Das Projekt zur Wiederansiedelung der Bartgeier im Nationalpark Berchtesgaden geht 2024 ins vierte Jahr. Bisher wurden fünf Greifvögel ausgewildert, vier Weibchen und ein Männchen. Um Bartgeier "Nepomuk", der im letzten Frühsommer ausgewildert wurde und in einer BR-Aktion seinen Namen erhielt, machten sich die Experten jedoch vor einigen Wochen große Sorgen.
"Nepomuk" am Flügel verletzt
Laut seinem Bewegungsprofil schwang er sich nur mehr höchst selten in die Lüfte. Es wurde sogar eine Bleivergiftung vermutet. Bei einem Lokalaugenschein in den Hohen Tauern, wo sich der junge Bartgeier aufhielt, stellte sich heraus, dass der Jungvogel an einem Flügel verletzt ist und schlecht fliegen kann. Der Projektleiter des Landesbundes für Vogelschutz, Toni Wegscheider, geht davon aus, dass "Nepomuk" einem eingesessenen Bartgeierpaar zu nah an dessen Horst gekommen war und ihn die Altvögel mit Attacken in der Luft vertreiben wollten – was ihnen auch gelang.

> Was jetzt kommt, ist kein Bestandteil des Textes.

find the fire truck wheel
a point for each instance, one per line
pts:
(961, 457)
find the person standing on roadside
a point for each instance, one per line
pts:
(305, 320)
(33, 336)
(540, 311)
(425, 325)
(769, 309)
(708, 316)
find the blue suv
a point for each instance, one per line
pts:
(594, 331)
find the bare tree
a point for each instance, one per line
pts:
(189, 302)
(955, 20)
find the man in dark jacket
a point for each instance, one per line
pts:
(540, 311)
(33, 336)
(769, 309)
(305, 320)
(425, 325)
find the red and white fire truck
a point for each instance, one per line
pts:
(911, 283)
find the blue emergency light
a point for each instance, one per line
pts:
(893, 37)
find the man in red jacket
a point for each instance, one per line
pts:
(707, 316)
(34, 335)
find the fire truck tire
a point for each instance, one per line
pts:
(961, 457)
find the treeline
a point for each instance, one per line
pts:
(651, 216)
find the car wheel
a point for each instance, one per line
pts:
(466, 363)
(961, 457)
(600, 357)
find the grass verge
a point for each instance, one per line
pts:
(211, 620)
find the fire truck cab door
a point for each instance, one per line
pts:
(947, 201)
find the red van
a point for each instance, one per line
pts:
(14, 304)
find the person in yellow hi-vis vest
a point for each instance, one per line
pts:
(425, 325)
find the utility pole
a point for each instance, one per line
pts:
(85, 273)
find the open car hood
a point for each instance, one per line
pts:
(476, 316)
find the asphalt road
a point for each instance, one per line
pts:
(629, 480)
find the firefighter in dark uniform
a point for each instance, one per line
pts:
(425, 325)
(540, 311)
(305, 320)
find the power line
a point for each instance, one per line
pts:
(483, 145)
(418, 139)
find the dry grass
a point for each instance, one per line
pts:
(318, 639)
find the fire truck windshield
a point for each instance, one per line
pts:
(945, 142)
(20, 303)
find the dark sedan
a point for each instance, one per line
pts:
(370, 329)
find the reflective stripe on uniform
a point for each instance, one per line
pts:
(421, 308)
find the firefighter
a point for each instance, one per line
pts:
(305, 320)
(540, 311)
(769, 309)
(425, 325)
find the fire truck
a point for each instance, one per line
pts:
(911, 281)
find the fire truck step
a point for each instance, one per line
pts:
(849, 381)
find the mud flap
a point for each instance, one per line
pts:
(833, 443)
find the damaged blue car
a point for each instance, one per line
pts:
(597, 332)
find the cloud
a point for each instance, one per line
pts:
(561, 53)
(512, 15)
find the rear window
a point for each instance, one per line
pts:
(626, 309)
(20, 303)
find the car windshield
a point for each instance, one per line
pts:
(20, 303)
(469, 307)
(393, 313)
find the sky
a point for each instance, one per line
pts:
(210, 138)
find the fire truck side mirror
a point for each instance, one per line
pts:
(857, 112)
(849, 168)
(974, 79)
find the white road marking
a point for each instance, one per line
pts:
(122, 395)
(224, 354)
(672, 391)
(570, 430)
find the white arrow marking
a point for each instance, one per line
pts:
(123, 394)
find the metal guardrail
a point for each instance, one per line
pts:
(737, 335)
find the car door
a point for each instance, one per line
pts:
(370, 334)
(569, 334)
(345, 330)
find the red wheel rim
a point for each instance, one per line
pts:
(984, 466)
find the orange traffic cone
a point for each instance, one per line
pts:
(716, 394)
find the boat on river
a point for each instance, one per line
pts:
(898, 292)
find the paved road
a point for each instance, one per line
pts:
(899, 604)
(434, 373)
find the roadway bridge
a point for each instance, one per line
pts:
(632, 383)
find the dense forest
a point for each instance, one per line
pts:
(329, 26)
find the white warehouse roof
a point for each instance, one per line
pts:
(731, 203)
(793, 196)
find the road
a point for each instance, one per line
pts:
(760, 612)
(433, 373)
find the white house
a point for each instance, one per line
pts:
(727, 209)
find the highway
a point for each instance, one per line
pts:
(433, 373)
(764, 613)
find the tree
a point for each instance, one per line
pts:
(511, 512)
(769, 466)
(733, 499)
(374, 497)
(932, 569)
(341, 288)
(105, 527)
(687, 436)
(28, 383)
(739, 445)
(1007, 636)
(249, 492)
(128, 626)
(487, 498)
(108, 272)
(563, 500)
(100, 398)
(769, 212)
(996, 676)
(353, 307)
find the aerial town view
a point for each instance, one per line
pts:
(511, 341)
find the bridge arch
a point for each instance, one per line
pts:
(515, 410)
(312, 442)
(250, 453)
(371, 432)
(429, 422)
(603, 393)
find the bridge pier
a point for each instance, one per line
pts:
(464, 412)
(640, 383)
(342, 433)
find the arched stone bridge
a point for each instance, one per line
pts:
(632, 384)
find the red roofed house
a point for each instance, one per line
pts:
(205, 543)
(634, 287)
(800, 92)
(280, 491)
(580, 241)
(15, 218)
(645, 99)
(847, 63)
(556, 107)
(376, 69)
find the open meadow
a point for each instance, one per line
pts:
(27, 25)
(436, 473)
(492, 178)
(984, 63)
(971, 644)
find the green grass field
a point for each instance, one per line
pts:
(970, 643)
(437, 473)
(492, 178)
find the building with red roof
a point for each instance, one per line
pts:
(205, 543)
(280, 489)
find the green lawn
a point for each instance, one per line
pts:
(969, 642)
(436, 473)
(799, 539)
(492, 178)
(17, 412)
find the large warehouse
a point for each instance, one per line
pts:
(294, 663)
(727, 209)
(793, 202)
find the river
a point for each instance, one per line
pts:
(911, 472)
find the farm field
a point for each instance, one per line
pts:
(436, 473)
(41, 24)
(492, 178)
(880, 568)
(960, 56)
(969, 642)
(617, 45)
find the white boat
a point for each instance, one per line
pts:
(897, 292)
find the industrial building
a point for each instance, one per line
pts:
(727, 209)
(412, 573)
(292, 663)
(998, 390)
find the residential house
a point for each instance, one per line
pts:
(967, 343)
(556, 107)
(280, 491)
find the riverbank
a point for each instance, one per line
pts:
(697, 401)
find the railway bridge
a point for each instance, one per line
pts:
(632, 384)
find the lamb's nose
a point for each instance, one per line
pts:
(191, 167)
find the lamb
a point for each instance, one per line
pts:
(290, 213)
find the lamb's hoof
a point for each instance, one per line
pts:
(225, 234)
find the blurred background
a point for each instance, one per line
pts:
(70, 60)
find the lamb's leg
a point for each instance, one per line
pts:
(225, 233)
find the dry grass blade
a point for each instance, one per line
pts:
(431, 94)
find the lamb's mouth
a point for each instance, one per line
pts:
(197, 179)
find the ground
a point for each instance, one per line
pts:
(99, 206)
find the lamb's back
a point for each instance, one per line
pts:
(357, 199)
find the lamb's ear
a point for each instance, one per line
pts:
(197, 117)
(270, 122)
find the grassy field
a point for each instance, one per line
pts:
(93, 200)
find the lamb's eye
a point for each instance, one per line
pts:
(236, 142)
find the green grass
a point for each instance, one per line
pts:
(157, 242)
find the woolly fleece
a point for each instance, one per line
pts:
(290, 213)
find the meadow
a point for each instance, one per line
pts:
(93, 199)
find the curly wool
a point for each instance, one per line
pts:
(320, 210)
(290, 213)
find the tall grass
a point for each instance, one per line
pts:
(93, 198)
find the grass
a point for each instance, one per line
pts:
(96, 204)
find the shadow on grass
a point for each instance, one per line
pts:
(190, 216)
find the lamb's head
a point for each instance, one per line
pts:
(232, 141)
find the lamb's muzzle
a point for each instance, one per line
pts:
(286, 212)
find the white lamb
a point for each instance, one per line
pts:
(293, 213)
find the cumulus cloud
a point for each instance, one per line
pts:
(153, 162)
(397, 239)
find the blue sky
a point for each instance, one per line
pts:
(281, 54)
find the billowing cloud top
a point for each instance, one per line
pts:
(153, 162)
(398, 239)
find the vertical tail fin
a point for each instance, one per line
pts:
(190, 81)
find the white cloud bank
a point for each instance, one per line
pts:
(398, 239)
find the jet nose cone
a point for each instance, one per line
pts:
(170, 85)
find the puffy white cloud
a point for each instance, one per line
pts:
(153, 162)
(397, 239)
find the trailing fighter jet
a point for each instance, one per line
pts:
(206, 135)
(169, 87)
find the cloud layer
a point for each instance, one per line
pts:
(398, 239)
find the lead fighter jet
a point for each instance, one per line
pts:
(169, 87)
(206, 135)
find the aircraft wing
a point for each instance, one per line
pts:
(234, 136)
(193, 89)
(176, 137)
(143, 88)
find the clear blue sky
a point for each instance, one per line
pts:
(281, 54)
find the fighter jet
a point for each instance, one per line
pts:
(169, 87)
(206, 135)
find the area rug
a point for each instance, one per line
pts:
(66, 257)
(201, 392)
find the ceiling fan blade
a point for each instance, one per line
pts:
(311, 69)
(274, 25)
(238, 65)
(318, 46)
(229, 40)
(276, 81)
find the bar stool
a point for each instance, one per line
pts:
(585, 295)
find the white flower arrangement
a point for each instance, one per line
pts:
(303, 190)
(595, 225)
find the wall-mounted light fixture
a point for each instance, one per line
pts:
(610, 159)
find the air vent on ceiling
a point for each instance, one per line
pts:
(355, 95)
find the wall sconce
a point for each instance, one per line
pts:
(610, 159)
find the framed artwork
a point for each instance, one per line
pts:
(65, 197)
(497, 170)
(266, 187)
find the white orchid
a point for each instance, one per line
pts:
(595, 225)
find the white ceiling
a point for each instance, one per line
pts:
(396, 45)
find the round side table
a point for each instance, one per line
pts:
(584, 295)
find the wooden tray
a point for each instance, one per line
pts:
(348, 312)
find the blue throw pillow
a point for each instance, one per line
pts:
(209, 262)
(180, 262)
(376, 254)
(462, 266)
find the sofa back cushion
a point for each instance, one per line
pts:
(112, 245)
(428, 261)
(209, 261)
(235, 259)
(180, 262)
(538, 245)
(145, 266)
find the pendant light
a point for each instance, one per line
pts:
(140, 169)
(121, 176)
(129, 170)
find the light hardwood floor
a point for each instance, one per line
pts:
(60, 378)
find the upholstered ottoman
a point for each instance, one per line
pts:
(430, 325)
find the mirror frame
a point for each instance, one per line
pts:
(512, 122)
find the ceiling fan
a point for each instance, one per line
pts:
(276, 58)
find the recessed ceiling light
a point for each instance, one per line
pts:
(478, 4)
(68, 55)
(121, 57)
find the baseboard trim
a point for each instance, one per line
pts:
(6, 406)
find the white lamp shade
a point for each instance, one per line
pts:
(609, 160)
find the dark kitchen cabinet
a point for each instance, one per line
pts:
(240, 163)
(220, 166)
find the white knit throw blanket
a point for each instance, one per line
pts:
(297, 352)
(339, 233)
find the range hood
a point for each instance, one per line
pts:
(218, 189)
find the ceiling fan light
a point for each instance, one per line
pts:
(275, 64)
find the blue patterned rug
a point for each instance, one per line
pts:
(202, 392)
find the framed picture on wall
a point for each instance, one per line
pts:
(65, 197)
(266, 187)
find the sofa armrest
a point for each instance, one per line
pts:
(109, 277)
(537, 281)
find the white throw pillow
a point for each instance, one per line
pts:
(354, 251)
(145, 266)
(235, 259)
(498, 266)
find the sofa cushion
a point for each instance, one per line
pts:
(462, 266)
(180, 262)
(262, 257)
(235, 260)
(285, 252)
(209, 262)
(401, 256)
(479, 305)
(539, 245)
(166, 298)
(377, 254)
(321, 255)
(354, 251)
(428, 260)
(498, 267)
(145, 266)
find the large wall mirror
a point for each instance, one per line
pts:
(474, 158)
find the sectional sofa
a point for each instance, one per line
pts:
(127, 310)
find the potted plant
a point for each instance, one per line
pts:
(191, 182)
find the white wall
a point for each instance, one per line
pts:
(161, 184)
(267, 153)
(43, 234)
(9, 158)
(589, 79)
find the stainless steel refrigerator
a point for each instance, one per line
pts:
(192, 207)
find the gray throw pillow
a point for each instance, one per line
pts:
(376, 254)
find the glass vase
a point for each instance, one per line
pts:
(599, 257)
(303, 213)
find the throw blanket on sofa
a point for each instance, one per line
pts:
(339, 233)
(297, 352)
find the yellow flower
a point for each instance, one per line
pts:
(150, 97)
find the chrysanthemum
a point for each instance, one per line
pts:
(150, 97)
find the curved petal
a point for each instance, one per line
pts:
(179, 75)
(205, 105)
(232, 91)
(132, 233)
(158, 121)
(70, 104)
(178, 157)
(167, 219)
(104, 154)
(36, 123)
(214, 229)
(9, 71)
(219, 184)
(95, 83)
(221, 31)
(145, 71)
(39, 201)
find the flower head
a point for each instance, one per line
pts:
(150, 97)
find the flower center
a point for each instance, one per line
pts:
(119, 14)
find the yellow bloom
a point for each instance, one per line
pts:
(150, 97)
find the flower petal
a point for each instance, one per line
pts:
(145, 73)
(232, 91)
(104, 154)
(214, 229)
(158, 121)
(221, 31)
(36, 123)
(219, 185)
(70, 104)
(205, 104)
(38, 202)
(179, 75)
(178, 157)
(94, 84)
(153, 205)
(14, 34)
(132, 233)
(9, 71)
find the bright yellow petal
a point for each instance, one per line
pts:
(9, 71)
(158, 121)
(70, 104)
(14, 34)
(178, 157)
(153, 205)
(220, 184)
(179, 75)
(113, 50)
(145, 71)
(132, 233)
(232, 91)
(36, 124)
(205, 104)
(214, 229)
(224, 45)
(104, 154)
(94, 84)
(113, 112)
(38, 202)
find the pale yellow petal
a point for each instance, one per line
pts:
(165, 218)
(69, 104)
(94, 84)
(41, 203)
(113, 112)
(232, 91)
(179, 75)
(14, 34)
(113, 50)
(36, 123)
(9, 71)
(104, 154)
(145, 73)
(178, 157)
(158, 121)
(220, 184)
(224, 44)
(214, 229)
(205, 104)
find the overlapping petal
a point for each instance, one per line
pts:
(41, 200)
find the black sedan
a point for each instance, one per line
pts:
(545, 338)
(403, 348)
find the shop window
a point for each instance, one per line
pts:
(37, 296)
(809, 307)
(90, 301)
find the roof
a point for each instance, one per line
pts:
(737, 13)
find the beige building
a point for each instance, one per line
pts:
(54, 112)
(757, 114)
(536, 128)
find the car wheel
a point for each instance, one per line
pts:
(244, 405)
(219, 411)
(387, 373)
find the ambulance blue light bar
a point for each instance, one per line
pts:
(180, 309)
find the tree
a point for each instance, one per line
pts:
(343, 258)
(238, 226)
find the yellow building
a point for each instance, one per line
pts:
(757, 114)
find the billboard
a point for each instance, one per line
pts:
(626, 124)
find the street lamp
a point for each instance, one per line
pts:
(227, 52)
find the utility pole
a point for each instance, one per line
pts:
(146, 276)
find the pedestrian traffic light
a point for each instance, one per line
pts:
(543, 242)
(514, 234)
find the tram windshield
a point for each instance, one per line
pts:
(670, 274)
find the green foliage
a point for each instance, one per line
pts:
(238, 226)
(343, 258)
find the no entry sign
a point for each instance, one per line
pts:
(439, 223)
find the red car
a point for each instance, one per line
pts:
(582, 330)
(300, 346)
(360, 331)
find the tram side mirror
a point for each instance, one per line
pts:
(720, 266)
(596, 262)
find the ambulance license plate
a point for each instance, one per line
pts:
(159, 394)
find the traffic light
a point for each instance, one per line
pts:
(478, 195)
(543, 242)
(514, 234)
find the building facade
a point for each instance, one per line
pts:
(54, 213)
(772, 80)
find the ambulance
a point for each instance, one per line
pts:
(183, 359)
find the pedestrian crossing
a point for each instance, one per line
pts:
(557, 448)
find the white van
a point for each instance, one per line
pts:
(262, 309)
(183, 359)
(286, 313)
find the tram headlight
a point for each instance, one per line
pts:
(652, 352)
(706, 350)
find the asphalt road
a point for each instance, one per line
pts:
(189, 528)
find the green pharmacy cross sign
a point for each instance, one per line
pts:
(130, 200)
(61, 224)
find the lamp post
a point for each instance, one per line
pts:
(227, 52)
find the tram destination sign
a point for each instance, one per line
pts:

Rückflug in die alte Heimat
"Nepomuk" startete mit lädiertem Flügel zu einem 80 Kilometer langen Flug zurück in die "alte" Heimat: zur Halsgrube in den Nationalpark Berchtesgaden. Dort war bereits alles für eine mögliche tierärztliche Versorgung vorbereitet. Der Bartgeier musste jedoch nicht eingefangen werden, er erholte sich eigenständig. Im Dezember machte er sich wieder auf zu weiteren Flügen. "Nepomuk" ist der erste Bartgeier, der in Slowenien gelandet ist. Inzwischen ist er allerdings im Gebiet des Dobratsch in Villach/Kärnten unterwegs.
"Bavaria" wartet im Tennengebirge auf Partner
Auch die vier Bartgeierweibchen sind fit: "Sisi" fliegt im Lungau nahe Zederhaus, "Dagmar" schwingt sich nahe des Älplihorns in der Schweiz in die Luft und "Recka" ist im Gebiet der "Hohen Tauern" unterwegs. Bartgeier-Experte Toni Wegscheider glaubt, dass "Bavaria", der älteste im Nationalpark Berchtesgaden ausgewilderte Bartgeier, als erster Vogel wohl ein dauerhaftes Revier aufgeschlagen hat. Im Tennengebirge wartet sie auf einen potentiellen Partner, der ihr über den Weg fliegt. Eier legen und damit selbst für Nachwuchs sorgen, können Bartgeier-Weibchen erst mit etwa fünf Jahren.
60 Jungvögel im Alpenraum aufgezogen
Im Jahr 2023 gab es im Alpenraum genügend Nachwuchs: rund 60 junge Bartgeier wurden von wild brütenden Vögeln groß gezogen, so Toni Wegscheider auf BR-Anfrage. Anfang März schlüpfen die ersten Bartgeier-Küken in den verschiedenen europäischen Aufzuchtstationen. Erst dann würde feststehen, woher die Bartgeier stammen, die vermutlich Ende Mai erneut im Nationalpark Berchtesgaden ausgewildert werden, so Wegscheider.